I want then calculate the ratio of y1 to y2 in column BBB for each group.
And assign this output to a new column Ratio of BBB
The desired output
So I want this as my output.
pd.DataFrame({"AAA":["x1","x1","x1","x2","x2","x2"],
"BBB":["y1","y1","y2","y2","y2","y1"],
"CCC":["t1","t2","t3","t1","t1","t1"],
"DDD":[10,11,18,17,21,30],
"Ratio of BBB":[0.33,0.33,0.33,0.66,0.66,0.66]})
Out[2]:
AAA BBB CCC DDD Ratio of BBB
0 x1 y1 t1 10 0.33
1 x1 y1 t2 11 0.33
2 x1 y2 t3 18 0.33
3 x2 y2 t1 17 0.66
4 x2 y2 t1 21 0.66
5 x2 y1 t1 30 0.66
Current status
I have currently achieved it like so:
def f(df):
df["y1"] = sum(df["BBB"] == "y1")
df["y2"] = sum(df["BBB"] == "y2")
df["Ratio of BBB"] = df["y2"] / df["y1"]
return df
df.groupby(df.AAA).apply(f)
What I want to achieve
Is there anyway to achieve this with the .pipe() function?

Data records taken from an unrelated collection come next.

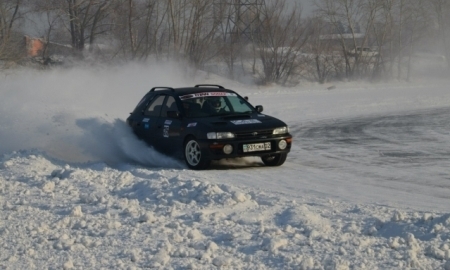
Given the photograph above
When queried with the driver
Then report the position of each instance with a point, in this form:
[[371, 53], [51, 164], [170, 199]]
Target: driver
[[216, 103]]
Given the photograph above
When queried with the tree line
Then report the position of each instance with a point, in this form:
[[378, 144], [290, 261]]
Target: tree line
[[270, 40]]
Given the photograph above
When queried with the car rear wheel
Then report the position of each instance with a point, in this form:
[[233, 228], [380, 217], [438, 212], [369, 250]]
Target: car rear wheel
[[193, 155], [274, 160]]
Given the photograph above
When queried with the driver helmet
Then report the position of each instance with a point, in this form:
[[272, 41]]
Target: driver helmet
[[216, 103]]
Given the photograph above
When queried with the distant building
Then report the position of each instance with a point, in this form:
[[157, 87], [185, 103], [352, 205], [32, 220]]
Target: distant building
[[34, 46]]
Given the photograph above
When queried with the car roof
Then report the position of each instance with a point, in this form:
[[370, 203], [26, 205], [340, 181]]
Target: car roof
[[189, 90]]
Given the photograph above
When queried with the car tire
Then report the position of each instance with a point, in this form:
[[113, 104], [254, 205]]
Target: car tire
[[274, 160], [194, 156]]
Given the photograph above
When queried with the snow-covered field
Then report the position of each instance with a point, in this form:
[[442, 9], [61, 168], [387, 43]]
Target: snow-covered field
[[78, 191]]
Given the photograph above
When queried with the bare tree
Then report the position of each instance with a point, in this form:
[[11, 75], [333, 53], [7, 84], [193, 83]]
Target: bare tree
[[346, 16], [85, 20], [10, 15], [281, 41], [441, 10]]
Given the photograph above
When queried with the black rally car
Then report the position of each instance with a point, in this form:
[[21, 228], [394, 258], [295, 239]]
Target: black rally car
[[208, 122]]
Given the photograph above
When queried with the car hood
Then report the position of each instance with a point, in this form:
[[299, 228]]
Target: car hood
[[239, 122]]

I was thinking something like this:
df = (df
.groupby(df.AAA) # groupby a column not included in the current series (df.colname)
.BBB
.value_counts()
.pipe(lambda series: series["BBB"] == "y2" / series["BBB"] == "y1")
)
Edit: One solution using pipe()
N.B: User jpp made clear comment below:
unstack / merge / reset_index operations are unnecessary and expensive
However, I initially intended to use this method i thought I would share it here!
df = (df
.groupby(df.AAA) # groupby the column
.BBB # select the column with values to calculate ('BBB' with y1 & y2)
.value_counts() # calculate the values (# of y1 per group, # of y2 per group)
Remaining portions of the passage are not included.